Deloitte's report said the regulatory changes and their impact on the advice market would leave five and a half million clients orphaned or without access to advice.
It said: ‘These changes mean that there will be five and a half million disenfranchised customers who will either choose to cease using financial advisers or lack access to them.
'These customers, who account for 11% of UK adults, will represent a significant post RDR advice gap.’
The survey, which canvassed over 2,000 UK adults, showed that 46% of adults that bought savings and investment products over the last three years did so through financial advisers.
The research showed 87% of bank adviser clients believed the advice process was free and in the future less than 2% of customers who have taken multiple forms of advice would be willing to pay a one off fee of £300 or more to an adviser.

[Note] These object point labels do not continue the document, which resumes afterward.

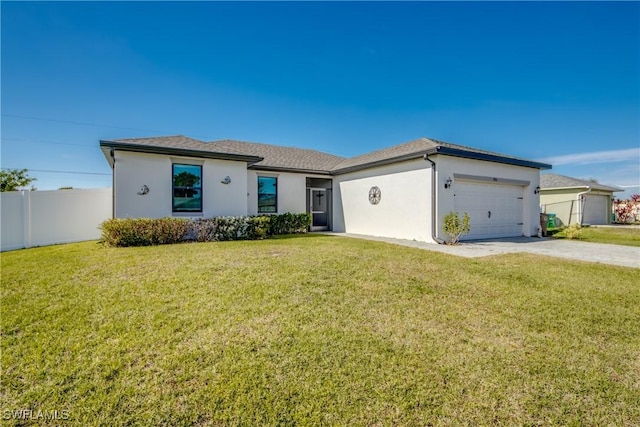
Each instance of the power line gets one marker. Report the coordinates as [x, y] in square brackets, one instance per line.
[44, 119]
[68, 172]
[79, 123]
[39, 141]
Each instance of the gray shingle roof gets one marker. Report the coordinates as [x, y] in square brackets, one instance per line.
[278, 157]
[275, 157]
[177, 145]
[552, 180]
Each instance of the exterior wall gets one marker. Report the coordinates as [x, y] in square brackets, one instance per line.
[292, 191]
[563, 203]
[133, 170]
[40, 218]
[404, 210]
[447, 166]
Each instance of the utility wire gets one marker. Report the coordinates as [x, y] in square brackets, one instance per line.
[39, 141]
[69, 172]
[18, 116]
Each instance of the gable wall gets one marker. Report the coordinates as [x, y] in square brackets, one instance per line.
[404, 210]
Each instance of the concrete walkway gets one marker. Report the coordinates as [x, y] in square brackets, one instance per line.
[626, 256]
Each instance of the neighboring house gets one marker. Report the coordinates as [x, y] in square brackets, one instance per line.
[576, 201]
[403, 191]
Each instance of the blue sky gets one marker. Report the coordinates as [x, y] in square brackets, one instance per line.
[549, 81]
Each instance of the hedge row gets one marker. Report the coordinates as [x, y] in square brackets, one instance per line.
[147, 231]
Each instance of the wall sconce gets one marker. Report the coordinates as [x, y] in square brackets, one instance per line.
[144, 190]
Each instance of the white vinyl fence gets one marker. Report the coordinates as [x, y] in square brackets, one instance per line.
[40, 218]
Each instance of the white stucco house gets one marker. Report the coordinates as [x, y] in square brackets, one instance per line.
[402, 191]
[576, 201]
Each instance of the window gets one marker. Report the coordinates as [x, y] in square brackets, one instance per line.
[187, 188]
[267, 194]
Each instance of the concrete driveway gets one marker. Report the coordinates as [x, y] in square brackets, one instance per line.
[626, 256]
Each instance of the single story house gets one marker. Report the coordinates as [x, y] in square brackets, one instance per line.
[403, 191]
[576, 201]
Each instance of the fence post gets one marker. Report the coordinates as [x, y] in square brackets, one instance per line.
[26, 225]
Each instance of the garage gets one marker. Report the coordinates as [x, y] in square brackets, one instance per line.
[576, 201]
[496, 210]
[596, 209]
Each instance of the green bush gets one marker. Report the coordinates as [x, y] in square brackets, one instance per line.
[144, 231]
[456, 227]
[147, 231]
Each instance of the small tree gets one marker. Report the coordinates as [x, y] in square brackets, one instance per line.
[455, 226]
[14, 179]
[626, 211]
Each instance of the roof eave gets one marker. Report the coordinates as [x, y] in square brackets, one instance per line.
[138, 148]
[487, 157]
[342, 171]
[286, 169]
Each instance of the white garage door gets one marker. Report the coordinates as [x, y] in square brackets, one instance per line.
[595, 210]
[495, 210]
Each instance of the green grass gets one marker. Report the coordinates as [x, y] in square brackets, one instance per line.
[316, 330]
[617, 236]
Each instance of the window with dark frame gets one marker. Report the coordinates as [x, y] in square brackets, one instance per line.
[267, 194]
[187, 188]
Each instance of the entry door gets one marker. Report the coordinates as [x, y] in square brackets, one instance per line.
[494, 210]
[319, 208]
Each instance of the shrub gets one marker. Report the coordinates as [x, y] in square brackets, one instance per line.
[143, 231]
[202, 230]
[456, 227]
[147, 231]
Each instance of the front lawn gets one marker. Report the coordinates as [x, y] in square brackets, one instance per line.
[628, 236]
[315, 330]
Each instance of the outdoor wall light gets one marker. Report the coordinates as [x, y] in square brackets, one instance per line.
[144, 190]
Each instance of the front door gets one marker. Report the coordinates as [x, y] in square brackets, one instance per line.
[318, 203]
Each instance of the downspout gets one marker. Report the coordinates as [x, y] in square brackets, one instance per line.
[580, 208]
[112, 152]
[434, 211]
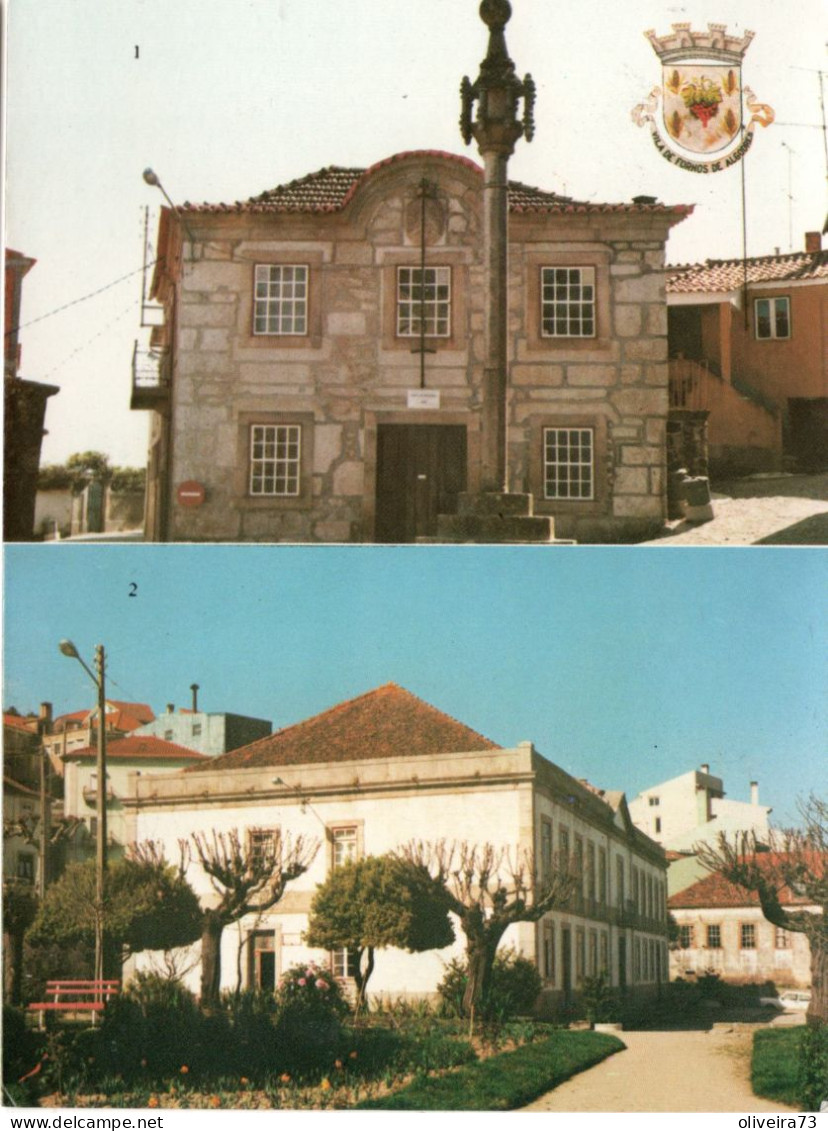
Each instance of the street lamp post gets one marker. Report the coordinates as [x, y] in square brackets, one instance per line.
[68, 649]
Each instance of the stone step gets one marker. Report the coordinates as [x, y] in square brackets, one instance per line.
[494, 528]
[498, 503]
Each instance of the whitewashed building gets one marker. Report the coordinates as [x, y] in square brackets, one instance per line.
[376, 771]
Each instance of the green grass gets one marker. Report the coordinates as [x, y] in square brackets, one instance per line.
[509, 1080]
[775, 1063]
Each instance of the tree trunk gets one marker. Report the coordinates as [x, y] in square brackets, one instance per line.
[13, 967]
[480, 959]
[212, 929]
[818, 1010]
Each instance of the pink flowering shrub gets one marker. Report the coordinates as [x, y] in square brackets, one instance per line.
[310, 1007]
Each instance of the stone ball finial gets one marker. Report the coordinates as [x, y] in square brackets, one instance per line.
[496, 14]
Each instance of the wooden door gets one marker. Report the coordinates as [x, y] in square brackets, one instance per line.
[421, 468]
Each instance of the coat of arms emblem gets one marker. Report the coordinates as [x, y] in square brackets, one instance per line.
[707, 114]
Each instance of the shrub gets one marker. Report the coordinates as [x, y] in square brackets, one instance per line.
[310, 1007]
[598, 999]
[812, 1076]
[515, 987]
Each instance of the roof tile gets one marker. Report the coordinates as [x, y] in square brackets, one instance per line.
[385, 723]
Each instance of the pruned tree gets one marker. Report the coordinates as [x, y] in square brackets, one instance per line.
[148, 905]
[792, 885]
[248, 877]
[376, 903]
[489, 889]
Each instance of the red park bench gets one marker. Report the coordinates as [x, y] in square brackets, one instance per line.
[75, 996]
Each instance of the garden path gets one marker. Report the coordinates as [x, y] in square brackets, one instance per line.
[666, 1071]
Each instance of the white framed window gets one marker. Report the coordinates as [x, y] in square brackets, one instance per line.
[261, 845]
[772, 318]
[275, 459]
[343, 964]
[568, 302]
[344, 845]
[281, 299]
[423, 302]
[568, 463]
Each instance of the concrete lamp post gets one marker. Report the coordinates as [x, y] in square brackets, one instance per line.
[68, 649]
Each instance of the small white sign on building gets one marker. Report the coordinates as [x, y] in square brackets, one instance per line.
[423, 398]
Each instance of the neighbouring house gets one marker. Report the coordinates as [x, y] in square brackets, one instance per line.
[692, 809]
[319, 372]
[20, 812]
[207, 732]
[371, 774]
[128, 757]
[722, 931]
[24, 413]
[749, 347]
[77, 730]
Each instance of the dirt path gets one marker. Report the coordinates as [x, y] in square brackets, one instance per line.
[674, 1071]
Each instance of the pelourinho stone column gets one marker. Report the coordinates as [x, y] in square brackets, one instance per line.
[496, 128]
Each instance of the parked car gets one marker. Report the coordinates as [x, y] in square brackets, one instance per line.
[788, 1001]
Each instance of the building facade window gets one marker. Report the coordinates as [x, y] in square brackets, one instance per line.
[275, 459]
[568, 302]
[568, 463]
[423, 302]
[782, 939]
[261, 846]
[343, 964]
[344, 845]
[549, 952]
[545, 848]
[281, 303]
[773, 318]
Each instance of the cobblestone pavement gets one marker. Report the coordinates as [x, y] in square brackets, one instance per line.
[775, 510]
[667, 1071]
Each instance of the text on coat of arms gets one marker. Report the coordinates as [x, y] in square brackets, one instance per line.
[704, 123]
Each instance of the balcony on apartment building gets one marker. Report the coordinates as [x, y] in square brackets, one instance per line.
[151, 377]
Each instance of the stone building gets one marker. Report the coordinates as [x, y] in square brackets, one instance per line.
[722, 931]
[369, 775]
[318, 376]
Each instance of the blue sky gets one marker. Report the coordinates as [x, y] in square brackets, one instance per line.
[225, 98]
[624, 666]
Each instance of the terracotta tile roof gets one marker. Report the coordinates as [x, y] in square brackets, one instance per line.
[726, 275]
[385, 723]
[20, 724]
[330, 189]
[15, 786]
[135, 748]
[714, 890]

According to the research 33% of adults with less than £50,000 in savings, and 32% of those with more than £50,000, indicated they would cease using advisers for all products if they were charged directly.
Deloitte also found 27% of individuals were likely to opt out of advice and 32% said they would rather do their own planning, research and administration, as a result of the RDR.
While the mass market stands as the most likely to exit with 2.4 million people expected to stop using an adviser, 2.5 million mass affluent customers were also predicted to exit the adviser market, alongside 600,000 affluent clients.
IFAs were still in a good position, said Deloitte, since they tended to occupy a more upmarket space servicing clients with cash savings of more than £100,000.
Customers with more than £50,000 in savings were twice as likely as those with less than £50,000 to continue using financial advisers, the study reported.
It said: ‘This reflects the fact that the opportunities rising from good advice, and the costs from bad advice or not taking any advice, can rise in line with the size of a customer’s investment.’